We are using cloudera CDH 5.3. I am facing a problem wherein the size of "/dfs/dn/current/Bp-12345-IpAddress-123456789/dncp-block-verification.log.curr" and "dncp-vlock-verification.log.prev" keeps increasing to TBs within hours. I read in some of the blogs and they mention it is an HDFS bug. A temporary solution to this problem is to stop the datanode services and delete these files. But we have observed that the log file increases in size on either of the datanodes (even on the same node after deleting it). Thus, it requires continuous monitoring.
Does anyone have a permanent solution to this problem?
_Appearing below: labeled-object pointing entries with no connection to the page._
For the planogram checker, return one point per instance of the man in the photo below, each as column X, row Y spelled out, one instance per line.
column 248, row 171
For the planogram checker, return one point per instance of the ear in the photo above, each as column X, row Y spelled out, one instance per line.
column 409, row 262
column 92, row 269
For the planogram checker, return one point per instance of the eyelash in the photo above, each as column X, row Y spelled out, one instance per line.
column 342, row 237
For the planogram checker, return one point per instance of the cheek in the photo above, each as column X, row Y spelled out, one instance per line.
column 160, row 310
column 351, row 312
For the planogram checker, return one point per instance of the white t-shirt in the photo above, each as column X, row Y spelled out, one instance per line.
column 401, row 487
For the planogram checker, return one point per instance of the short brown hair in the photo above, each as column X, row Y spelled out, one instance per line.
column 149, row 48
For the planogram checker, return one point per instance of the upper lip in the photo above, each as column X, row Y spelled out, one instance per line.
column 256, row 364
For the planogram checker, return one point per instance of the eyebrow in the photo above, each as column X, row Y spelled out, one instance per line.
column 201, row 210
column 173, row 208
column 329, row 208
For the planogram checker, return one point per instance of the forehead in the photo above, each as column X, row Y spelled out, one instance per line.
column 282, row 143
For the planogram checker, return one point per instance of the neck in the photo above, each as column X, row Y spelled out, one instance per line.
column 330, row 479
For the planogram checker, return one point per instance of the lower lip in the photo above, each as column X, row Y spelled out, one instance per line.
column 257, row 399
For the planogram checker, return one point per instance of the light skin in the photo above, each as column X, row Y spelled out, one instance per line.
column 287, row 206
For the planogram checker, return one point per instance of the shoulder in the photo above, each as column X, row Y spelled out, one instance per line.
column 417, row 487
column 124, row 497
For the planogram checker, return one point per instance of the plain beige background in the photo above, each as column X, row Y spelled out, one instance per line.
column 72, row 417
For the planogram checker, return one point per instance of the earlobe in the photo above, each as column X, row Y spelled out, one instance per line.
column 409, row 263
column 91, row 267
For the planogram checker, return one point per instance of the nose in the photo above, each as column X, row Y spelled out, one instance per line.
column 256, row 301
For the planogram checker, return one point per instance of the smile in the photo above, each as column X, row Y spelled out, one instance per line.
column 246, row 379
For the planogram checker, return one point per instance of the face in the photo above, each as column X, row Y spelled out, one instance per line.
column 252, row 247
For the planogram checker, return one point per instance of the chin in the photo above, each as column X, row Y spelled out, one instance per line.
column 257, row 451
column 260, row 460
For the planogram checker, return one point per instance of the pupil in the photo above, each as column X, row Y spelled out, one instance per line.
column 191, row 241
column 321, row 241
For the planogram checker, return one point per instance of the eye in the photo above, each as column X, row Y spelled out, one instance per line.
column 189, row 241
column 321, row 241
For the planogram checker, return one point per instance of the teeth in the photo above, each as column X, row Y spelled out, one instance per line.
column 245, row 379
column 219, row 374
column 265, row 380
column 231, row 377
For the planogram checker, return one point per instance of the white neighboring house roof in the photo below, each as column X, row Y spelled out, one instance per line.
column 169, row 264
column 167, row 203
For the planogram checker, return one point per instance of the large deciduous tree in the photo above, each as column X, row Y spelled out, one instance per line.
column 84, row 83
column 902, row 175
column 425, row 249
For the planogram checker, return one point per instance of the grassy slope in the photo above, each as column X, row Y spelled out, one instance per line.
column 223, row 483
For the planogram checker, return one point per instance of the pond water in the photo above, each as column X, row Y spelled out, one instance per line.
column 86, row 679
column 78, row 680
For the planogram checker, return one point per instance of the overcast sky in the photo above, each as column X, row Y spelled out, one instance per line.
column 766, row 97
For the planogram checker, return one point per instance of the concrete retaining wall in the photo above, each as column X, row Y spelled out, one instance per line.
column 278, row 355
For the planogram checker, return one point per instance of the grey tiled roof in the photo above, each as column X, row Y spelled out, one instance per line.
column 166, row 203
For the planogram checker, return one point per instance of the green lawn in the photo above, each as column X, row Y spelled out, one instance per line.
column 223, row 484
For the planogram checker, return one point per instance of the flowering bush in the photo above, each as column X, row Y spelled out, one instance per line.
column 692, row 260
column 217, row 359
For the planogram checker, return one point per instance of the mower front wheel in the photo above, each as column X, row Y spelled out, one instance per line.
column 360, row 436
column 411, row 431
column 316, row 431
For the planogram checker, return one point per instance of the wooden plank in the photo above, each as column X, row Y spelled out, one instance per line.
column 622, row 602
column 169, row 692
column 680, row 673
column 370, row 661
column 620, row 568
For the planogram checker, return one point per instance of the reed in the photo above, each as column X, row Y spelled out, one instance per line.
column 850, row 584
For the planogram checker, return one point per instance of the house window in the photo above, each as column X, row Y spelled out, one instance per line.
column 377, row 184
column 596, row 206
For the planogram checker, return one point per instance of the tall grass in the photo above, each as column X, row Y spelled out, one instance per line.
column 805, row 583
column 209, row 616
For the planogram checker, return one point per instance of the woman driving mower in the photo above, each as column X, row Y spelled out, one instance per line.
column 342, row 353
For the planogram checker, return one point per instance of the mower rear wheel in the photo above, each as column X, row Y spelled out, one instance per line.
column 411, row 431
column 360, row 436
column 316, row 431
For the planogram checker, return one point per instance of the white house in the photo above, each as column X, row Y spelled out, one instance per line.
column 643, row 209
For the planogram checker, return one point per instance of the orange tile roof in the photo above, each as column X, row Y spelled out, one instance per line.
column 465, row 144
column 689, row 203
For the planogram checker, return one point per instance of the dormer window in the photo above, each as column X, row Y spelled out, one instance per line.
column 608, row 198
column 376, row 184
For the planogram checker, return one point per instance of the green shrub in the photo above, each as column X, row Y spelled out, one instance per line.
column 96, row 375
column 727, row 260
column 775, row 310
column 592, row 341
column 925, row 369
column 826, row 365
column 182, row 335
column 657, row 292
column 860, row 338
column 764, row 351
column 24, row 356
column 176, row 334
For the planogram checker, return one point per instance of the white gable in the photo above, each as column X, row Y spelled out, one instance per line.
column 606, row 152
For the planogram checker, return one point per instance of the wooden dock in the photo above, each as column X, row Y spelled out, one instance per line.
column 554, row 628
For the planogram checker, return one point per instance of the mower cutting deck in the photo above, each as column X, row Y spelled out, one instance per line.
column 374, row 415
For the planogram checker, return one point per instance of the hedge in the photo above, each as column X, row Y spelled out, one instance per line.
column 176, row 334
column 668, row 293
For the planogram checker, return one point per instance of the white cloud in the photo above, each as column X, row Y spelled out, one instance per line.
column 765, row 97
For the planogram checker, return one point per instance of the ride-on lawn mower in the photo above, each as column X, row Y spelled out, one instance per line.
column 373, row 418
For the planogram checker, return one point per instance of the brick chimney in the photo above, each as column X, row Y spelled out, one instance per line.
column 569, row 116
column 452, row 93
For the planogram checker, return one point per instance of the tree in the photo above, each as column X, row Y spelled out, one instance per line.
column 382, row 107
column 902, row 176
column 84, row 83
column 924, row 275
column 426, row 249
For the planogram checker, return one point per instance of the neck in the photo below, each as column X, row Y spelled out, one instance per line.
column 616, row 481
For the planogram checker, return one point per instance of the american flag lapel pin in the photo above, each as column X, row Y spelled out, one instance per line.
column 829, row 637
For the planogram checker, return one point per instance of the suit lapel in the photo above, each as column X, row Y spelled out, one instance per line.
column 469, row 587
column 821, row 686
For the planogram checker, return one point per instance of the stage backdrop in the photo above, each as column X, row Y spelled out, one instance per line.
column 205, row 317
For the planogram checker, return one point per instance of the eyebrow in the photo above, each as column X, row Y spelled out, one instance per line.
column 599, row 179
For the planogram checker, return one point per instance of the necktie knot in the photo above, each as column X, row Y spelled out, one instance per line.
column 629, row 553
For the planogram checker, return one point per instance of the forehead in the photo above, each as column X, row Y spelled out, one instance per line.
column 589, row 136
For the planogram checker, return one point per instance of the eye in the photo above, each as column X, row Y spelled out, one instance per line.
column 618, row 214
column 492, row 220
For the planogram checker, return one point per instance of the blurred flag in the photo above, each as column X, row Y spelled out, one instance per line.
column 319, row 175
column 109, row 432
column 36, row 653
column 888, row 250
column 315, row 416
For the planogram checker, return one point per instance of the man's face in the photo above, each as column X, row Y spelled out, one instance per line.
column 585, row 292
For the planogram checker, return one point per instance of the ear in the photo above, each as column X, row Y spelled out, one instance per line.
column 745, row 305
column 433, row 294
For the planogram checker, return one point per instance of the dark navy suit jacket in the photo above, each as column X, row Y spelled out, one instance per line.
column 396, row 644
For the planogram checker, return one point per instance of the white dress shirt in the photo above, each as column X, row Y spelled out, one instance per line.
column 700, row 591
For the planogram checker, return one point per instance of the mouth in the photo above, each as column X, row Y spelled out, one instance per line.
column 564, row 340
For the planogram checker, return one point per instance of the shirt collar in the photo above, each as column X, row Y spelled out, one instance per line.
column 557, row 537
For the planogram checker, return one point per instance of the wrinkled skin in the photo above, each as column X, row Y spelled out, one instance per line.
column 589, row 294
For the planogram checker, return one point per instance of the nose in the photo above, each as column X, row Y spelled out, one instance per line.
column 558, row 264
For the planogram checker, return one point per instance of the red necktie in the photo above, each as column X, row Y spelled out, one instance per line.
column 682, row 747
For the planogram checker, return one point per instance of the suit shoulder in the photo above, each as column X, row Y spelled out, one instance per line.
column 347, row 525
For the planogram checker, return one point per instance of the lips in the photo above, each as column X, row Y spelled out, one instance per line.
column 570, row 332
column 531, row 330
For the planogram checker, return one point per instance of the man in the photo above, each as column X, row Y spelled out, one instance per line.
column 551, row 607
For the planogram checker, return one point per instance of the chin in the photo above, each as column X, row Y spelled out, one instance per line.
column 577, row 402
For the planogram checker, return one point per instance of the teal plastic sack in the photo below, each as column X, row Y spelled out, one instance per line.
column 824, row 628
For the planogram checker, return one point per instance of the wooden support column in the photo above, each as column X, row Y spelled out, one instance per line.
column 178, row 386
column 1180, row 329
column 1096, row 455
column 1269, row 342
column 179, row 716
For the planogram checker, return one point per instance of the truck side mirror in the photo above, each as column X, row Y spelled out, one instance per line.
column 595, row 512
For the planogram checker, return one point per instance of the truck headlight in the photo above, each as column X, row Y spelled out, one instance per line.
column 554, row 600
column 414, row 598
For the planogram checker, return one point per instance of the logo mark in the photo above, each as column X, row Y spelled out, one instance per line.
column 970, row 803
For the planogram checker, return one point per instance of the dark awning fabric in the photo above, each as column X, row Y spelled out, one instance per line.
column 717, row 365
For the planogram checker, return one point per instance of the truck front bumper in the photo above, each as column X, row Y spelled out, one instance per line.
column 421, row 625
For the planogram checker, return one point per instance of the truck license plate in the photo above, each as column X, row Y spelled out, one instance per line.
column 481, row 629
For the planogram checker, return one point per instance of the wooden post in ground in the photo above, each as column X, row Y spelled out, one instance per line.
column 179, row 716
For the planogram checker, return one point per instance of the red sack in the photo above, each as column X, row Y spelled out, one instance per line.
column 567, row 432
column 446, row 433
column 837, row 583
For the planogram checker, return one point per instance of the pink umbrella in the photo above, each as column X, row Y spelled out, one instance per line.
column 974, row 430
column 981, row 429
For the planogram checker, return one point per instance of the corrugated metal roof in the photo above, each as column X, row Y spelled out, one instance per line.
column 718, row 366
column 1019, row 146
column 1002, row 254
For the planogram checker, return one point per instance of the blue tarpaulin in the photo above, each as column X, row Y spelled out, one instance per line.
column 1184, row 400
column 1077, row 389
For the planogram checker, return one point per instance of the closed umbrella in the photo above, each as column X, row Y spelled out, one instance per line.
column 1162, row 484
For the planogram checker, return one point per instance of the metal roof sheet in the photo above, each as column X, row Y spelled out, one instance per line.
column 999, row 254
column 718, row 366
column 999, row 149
One solution, although slightly drastic, is to disable the block scanner entirely, by setting into the HDFS DataNode configuration the key dfs.datanode.scan.period.hours
to 0
(default is 504
in hours). The negative effect of this is that your DNs may not auto-detect corrupted block files (and would need to wait upon a future block reading client to detect them instead); this isn't a big deal if your average replication is 3-ish, but you can consider the change as a short term one until you upgrade to a release that fixes the issue.
Note that this problem will not happen if you upgrade to the latest CDH 5.4.x or higher release versions, which includes the HDFS-7430 rewrite changes and associated bug fixes. These changes have done away with the use of such a local file, thereby removing the problem.